In a hotly-contested process opposed by a convergence of affordable housing advocates, neighborhood preservationists, and anti-gentrification activists, the City Council had little problem on Tuesday approving a zoning change and master plan amendment for a boarding-house co-housing development in a highly-desirable east Downtown neighborhood.
The project, at 129 South 700 East on a 1.55 acre site, will disappear a center-court street (Bueno Ave) and replace 7 homes that provide “naturally occurring affordable housing” with a 4-story, 65-unit building with 192 bedrooms that will be rented out individually, with shared kitchen, living room, and laundry. Each bedroom has a private bath.
The Council’s unanimous vote was preceded by District 3 representative Chris Wharton (Avenues, Capitol Hill) adding several conditions and legislative intent statements to the ordinance. Legislative Intents are not legally binding.
Wharton conditioned the ordinance with the following stipulations, seemingly in response to opposition concerns:
– no rentals under 30 days
– developers salvage materials from demolished buildings
– Legislative Intents: Charged city staff with developing “policy that outlines the council’s expectations when considering zoning applications in order to protect existing affordable housing or replace it if demolished… outlining steps the city could take to preserve or expand housing stock when considering zoning amendments…and a policy to help mitigate the impact to naturally existing affordable housing in the ongoing housing loss mitigation ordinance.”
Opposition at the Council’s December 7 public hearing included Melinda Main, representing East Central Community Council, who emphasized displacement issues in East Central, likely the most mixed-use area of the city:
“We continue to discourage the displacement of existing neighbors who depend on the moderately-priced homes they are currently renting,” Main told the Council.
Jen Colby, another District 4 resident, argued that inner court streets like Bueno are distinctive to the neighborhood, recognized in the master plan, and are “deliberately designed for smaller-scale workforce housing on small lots. It’s the kind of pattern smart growth advocates are trying to bring back, and a terrible mistake to eliminate it.”

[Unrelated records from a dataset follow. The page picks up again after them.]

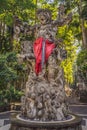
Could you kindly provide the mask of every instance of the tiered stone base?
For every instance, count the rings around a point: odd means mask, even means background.
[[[14,114],[11,118],[10,130],[82,130],[81,118],[71,115],[72,119],[66,121],[25,121],[17,118]]]

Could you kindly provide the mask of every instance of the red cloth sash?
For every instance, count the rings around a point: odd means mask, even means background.
[[[36,64],[35,64],[35,72],[36,75],[39,74],[39,72],[42,71],[41,68],[41,61],[42,61],[42,42],[44,38],[40,37],[36,39],[33,45],[33,51],[36,59]],[[55,44],[50,42],[49,40],[45,41],[45,62],[48,60],[48,57],[52,53],[53,49],[55,48]]]

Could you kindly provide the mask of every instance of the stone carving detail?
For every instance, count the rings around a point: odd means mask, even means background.
[[[25,47],[22,44],[21,55],[28,57],[27,60],[31,65],[25,96],[21,99],[21,116],[23,118],[40,121],[67,119],[68,106],[64,90],[63,70],[60,67],[64,55],[61,53],[63,52],[60,47],[61,40],[56,39],[56,33],[58,26],[71,21],[71,14],[67,17],[61,11],[60,14],[57,20],[53,21],[49,10],[40,9],[37,11],[40,24],[29,26],[27,30],[28,35],[33,33],[36,39],[43,37],[56,45],[38,76],[33,69],[35,60],[30,49],[32,44],[28,47],[27,43]]]

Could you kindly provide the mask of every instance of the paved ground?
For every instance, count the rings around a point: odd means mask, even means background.
[[[87,130],[87,105],[70,105],[70,110],[82,117],[82,130]],[[0,130],[9,130],[9,128],[10,112],[0,113]]]

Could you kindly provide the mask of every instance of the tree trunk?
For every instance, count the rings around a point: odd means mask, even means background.
[[[86,31],[84,27],[84,19],[82,18],[82,0],[79,0],[79,15],[80,15],[80,24],[82,30],[82,48],[87,48],[87,38],[86,38]]]

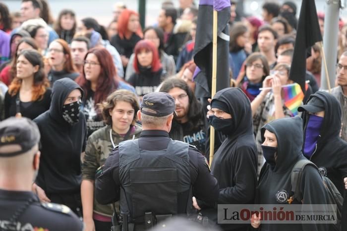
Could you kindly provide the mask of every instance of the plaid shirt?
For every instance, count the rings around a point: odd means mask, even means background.
[[[283,113],[286,117],[292,117],[292,113],[283,103]],[[269,92],[264,98],[263,102],[258,108],[257,112],[253,116],[253,125],[255,134],[255,140],[257,143],[257,149],[258,150],[258,175],[260,173],[261,168],[263,167],[265,160],[263,156],[263,150],[261,148],[261,133],[260,130],[263,126],[266,123],[275,119],[275,99],[272,92]]]

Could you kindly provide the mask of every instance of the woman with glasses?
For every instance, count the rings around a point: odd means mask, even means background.
[[[84,91],[82,111],[87,120],[88,137],[105,126],[97,104],[117,89],[134,92],[131,86],[117,80],[116,70],[112,57],[106,49],[97,47],[88,51],[84,59],[83,74],[76,80]]]
[[[134,69],[136,72],[130,76],[128,82],[142,99],[143,95],[155,91],[165,76],[158,49],[152,42],[141,40],[134,50]]]
[[[251,103],[255,140],[258,149],[258,174],[264,163],[261,148],[261,128],[274,119],[292,117],[293,113],[285,105],[283,85],[293,83],[289,79],[290,66],[287,64],[276,65],[270,75],[263,81],[262,90]]]
[[[270,73],[270,67],[266,58],[260,53],[253,53],[245,61],[246,75],[241,89],[251,102],[260,93],[259,88],[265,77]]]
[[[37,51],[24,50],[16,60],[15,76],[5,95],[5,117],[21,115],[34,119],[51,105],[42,57]]]
[[[160,27],[149,26],[143,30],[143,38],[153,42],[159,52],[160,62],[163,65],[163,70],[168,76],[171,76],[176,73],[176,65],[172,56],[166,54],[164,49],[164,32]],[[125,80],[128,81],[132,74],[135,73],[134,69],[134,60],[135,54],[133,54],[129,59],[129,62],[126,66]]]
[[[48,63],[51,67],[48,79],[52,86],[58,79],[67,77],[74,80],[79,76],[72,62],[70,48],[65,40],[58,39],[51,43],[48,48]]]

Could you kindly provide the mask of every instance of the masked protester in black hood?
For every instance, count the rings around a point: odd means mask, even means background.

Keenan Wells, a resident of the area who spoke in person, was critical of the loss of affordability and dignity of renters – of not being able to choose roommates in the project’s leasing structure or use a kitchen (roommates will share a kitchen in the dwellings).
Loss of dignity is also a message that Wasatch Tenants United, an anti-gentrification group, has been pressing on social media channels: “We need affordable housing! NOT dorms!” “No to micro-apartments.” “No to shared bathrooms.”
WTU interrupted the city council meeting immediately after the council voted unanimously in favor of the zoning change and master plan amendment with loud chants from outside the meeting room.
The display caused awkward moments after which Council Chair Amy Fowler, in her last meeting as Chair, called for a “brief recess” and told other members, “I would like you not to go outside right at this moment.”